Adolph Rickenbacker (April 1, 1887 – March 21, 1976) was a Swiss-American production engineer and machinist who, together with George Beauchamp, created the first electric string instrument, and  co-founded the Rickenbacker guitar company with George Beauchamp. 

Rickenbacker was born in Basel, Switzerland as Adolf Rickenbacher. He immigrated in 1891 to the United States with older relatives after his parents died, settling in Columbus Ohio and later southern California. He Anglicized both his own name, and that of his company's brand, to Rickenbacker to capitalize on the popularity of his distant cousin, America's top flying ace Eddie Rickenbacker. The World War I ace himself had felt pressure to change the spelling of his name because of the wave of anti-German sentiment caused by the war, in an effort to "take the Hun out of his name." Eddie was already well known at the time, so the change received wide publicity. "From then on", as he wrote in his autobiography, "most Rickenbachers were practically forced to spell their name in the way I had..."

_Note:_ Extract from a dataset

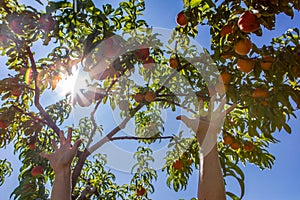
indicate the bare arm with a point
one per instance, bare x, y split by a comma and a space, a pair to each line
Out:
60, 162
211, 183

Rickenbacher manufacturing Company produced parts for the National String Instrument Corporation, manufacturer of John Dopyera's Resonator guitars. Of particular importance was his ability to form guitar bodies with one of the largest deep drawing presses available. Rickenbacker held the title of Engineer at National. In October, 1931 he joined George Beauchamp and Paul Barth in the creation of Ro-Pat-In (ElectRo-Patent-Instruments), later renamed Electro String, the producer of guitars under the brand name Rickenbacker. Rickenbacker who was a significant investor in the guitar businesses was given the title of president, Paul Barth vice president, and George Beauchamp secretary-treasurer.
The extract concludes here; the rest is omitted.